Undergraduate/ Graduate Entry Medicine
There are lots of opportunities for medical students to get involved in educational research. All undergraduate medical programmes include at least one period of study selected by the student (Student Selected Modules, Student Selected Components, electives), and many will offer these in medical education. These provide great opportunities for you to carry out a project with a clinical teacher.
You might want to take a whole year studying medical education as an intercalated degree. Depending on your medical school and timing of intercalation, this can be a Bachelors degree (usually a BMedSci) or a masters degree. These degrees normally include a research element, where you can develop research skills and have dedicated time to address a burning educational question.
Many students also present their work at medical education conferences or even publish in a journal.
There may be other opportunities to undertake educational research – such as a vacation scholarship or internship (which can pay you a small stipend). Look out for these opportunities on your medical school website, and talk to your clinical teachers. If they know you are interested, then they will work with you to apply for these placements! Students with an interest in educational research should also look at events, courses and networks available through organisations such as ASME (which includes JASME - a section specifically for students) and AMEE.
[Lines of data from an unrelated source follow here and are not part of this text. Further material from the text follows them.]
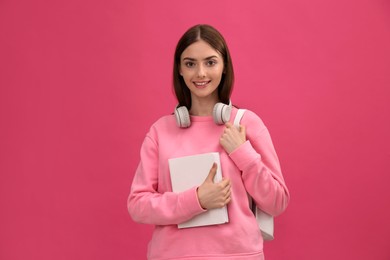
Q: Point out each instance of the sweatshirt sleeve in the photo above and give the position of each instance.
(261, 172)
(147, 205)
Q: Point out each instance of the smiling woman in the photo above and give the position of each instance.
(203, 80)
(202, 67)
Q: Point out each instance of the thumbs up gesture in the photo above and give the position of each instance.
(232, 137)
(214, 195)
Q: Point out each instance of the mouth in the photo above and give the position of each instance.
(201, 84)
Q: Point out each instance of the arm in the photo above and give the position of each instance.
(261, 173)
(257, 160)
(147, 205)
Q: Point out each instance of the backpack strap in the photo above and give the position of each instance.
(264, 220)
(239, 115)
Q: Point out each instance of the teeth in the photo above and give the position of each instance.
(200, 83)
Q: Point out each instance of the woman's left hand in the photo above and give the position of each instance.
(232, 137)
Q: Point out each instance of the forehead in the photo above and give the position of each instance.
(200, 50)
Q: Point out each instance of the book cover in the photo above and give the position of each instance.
(190, 171)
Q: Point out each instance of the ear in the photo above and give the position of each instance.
(180, 72)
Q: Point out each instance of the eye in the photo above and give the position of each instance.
(211, 63)
(189, 64)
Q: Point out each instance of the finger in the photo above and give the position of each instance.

In medicine there are a number of ways in which you might further your interest and skills in clinical education research.
The Academic Foundation Programmes (AFP) is designed to develop research skills, and in many Foundation Schools you can apply to do AFP in medical education. This will mean one of your four month placements in each of Foundation Years 1 and 2 will be an academic placement, working with medical education researchers. This will give you a solid grounding in relevant research skills, as well as a taste of what a career as a clinical academic is like.
Post Foundation, there are several options. Firstly, you could apply to join the NIHR Integrated Academic Training (IAT) pathway as an academic clinical fellow (ACF), with a research interest in medical education theme. Alternatively, you might want to pursue a post as a Teaching Fellow, linked to a local medical school. This is a non-training post, which can give you an opportunity to develop your skills in teaching delivery. Many programmes will also support you to undertake a post-graduate teaching qualification during this time, which may include a research component.
The NIHR IAT scheme provides a structured academic career pathway. However, this is flexible, and you could join at different stages of the pathway. The NIHR also offers a range of other Fellowships, including In-practice Fellowships.
A key step for future clinical academics is to obtain a postgraduate research qualification – whether an MD (Doctor of Medicine) or PhD. Some medical schools allow a period of PhD study alongside the medical degree. However, most people undertake their MD/PhD later on in their career. This will require you to step out of clinical training having successfully applied to NIHR, or another funder, to undertake a doctoral research programme.